The song that made Ray Davies want to start The Kinks: “A live recording with mistakes in it”

There are a lot of songwriters who deserve their spot in the limelight and a lot that don’t, Ray Davies is an eminent figure in rock music and is one of the most deserving to be there. His work, though often underrated, is always, when given the due time needed to truly dive into it, heralded as some of the finest Britain ever produced.

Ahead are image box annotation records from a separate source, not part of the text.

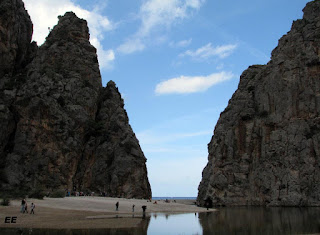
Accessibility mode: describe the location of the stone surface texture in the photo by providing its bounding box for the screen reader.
[0,0,151,198]
[197,0,320,206]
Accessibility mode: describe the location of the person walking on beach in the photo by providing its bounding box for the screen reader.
[23,201,28,214]
[30,202,36,215]
[20,199,26,213]
[116,202,119,211]
[142,205,147,218]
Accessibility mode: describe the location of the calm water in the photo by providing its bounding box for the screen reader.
[0,207,320,235]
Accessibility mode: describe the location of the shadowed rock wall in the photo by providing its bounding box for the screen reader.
[0,0,151,198]
[197,0,320,206]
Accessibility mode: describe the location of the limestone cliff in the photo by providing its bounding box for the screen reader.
[197,0,320,206]
[0,0,151,198]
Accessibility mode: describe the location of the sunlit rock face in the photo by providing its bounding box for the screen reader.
[197,0,320,206]
[0,0,151,198]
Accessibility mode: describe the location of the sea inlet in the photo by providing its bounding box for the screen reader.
[0,207,320,235]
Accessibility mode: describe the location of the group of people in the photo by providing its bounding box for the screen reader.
[116,202,147,214]
[20,198,36,214]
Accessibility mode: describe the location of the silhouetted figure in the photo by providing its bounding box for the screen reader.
[23,201,28,214]
[20,199,26,213]
[204,197,212,210]
[142,205,147,218]
[30,202,36,215]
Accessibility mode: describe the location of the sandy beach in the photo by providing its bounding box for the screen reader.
[0,197,214,229]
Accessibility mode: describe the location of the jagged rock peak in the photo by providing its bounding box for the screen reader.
[47,12,90,46]
[0,0,151,198]
[0,0,33,79]
[197,0,320,206]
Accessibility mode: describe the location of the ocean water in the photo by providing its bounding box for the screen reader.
[152,197,197,200]
[0,207,320,235]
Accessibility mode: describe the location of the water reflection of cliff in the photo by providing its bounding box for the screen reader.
[199,207,320,235]
[0,217,150,235]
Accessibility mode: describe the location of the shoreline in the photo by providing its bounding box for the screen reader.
[0,196,216,229]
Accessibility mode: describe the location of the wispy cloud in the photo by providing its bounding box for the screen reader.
[169,38,192,47]
[137,130,213,145]
[155,72,234,95]
[24,0,116,69]
[117,38,145,54]
[118,0,205,54]
[179,43,237,60]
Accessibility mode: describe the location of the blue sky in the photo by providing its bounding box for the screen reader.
[24,0,308,197]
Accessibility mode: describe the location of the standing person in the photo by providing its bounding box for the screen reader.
[20,199,26,213]
[30,202,36,215]
[23,201,28,214]
[142,205,147,218]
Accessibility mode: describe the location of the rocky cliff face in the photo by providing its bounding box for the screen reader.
[197,0,320,206]
[0,0,151,198]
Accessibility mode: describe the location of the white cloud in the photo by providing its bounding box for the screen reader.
[137,130,213,145]
[169,38,192,47]
[118,0,205,54]
[180,43,237,59]
[155,72,234,95]
[147,154,208,197]
[24,0,115,69]
[117,38,145,54]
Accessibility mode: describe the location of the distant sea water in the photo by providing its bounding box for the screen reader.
[152,197,197,200]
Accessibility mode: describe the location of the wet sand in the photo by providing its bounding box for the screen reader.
[0,197,213,229]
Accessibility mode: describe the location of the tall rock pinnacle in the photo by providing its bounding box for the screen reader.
[197,0,320,206]
[0,0,151,198]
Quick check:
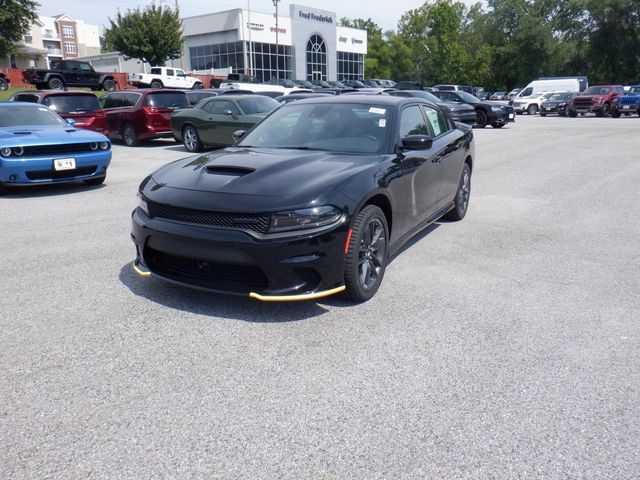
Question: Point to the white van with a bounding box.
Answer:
[513,77,589,100]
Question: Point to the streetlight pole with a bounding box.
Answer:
[272,0,280,79]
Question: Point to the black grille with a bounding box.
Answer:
[147,201,269,233]
[145,248,269,293]
[27,165,98,180]
[24,142,102,157]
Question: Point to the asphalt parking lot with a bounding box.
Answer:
[0,116,640,480]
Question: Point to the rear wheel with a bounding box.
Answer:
[121,123,140,147]
[84,175,107,185]
[344,205,389,302]
[182,125,202,152]
[47,78,64,90]
[476,109,489,128]
[102,79,117,92]
[444,163,471,222]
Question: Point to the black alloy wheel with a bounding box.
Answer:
[182,125,202,153]
[102,79,118,92]
[122,123,140,147]
[476,109,489,128]
[48,78,64,90]
[344,205,389,302]
[444,163,471,222]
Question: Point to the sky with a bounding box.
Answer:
[38,0,475,31]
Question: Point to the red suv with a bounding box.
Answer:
[569,85,624,117]
[100,89,191,147]
[10,90,109,135]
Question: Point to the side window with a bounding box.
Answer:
[399,105,429,138]
[423,107,449,137]
[211,100,240,115]
[122,93,140,107]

As the frontman of The Kinks, he wrote some of the most iconic songs of the 1960s and ’70s, with the likes of ‘You Really Got Me’, ‘All Day and All of the Night’, ‘Lola, ‘Waterloo Sunset’ all making his discography something of genuine beauty. Take a look back through his work and try to argue against him being one of the most compotent writers of his generation and you’ll have wasted your time.

Characteristically, Davies’ songs are quintessentially British. He discusses the many peculiarities of this strange, sceptred isle, such as the catchy satire ‘The Village Green Preservation Society‘, which examines rural England and all of her rustic particulars, evoking the works of Thomas Hardy and John Ruskin. His is a vernacular that feels like it always has, and always will, resonated with what it means to be British. It isn’t dressed-up patriotism, but self-deprecation appreciation.

There’s no wonder that Davies influenced a whole host of subsequent songwriters. Davies inspired some of the most important songwriters Britain has ever known, including Joe Strummer and Paul Weller, possessing a keen perception and a knack for penning a catchy tune. Other well-respected songsmiths he and the band influenced are The Libertines, Queen, Oasis, Blur and Pulp.

Showing just how widespread their influence has been, Davies and co even influenced Australian rock outfit The Vines, something you wouldn’t have thought upon comparing the music of the two. Davies’ ability to create personal themes and make them feel like universal attitudes is what has confirmed him as one of the greats.

The Kinks - Stockholm - 1965
Credit: Far Out / Public Domain

Given Davies’ tremendous significance within the annals of rock and roll, it makes you wonder who inspired him to pick up the guitar. In a 2006 interview with The Guardian, soundtracking his life, Davies revealed which song galvanised him and pushed him towards the hallowed six-string.

The 1956 rhythm and blues instrumental ‘Honky Tonk’ by Bill Doggett first sent Davies on his way to stardom. Davies recalled: “I hardly ever bought records; I got my brother to buy them instead. But I stole ‘Honky Tonk’ by Big Bill Doggett when a friend had a party in, I think, 1959; the other guys walked off with a girlfriend and I walked off with ‘Honky Tonk’, which I think was a good deal.”

He explained: “It is a live recording with mistakes in it – it’s an instrumental and there’s a lot of shouting in the background when the guitar solo comes in – and it started my love of incidentals and accidents. The records by matinee idols that my elder sisters listened to in the ’50s were always so perfect, and it was the imperfection in this that was exciting.”

There is a recklessness to the song that is undoubtedly charming. It would become a key facet of what The kinks did too. They were more dangerous than The Beatles, more refined than The Rolling Stones and managed to fit perfectly as the thinking man’s rock band.

Who’d have thought that one of the most influential songwriters of all time’s career was effectively by his friends walking off? Either way, we’re glad it happened, as Davies has given us a host of enduring classics that we’ll be talking about for many years to come.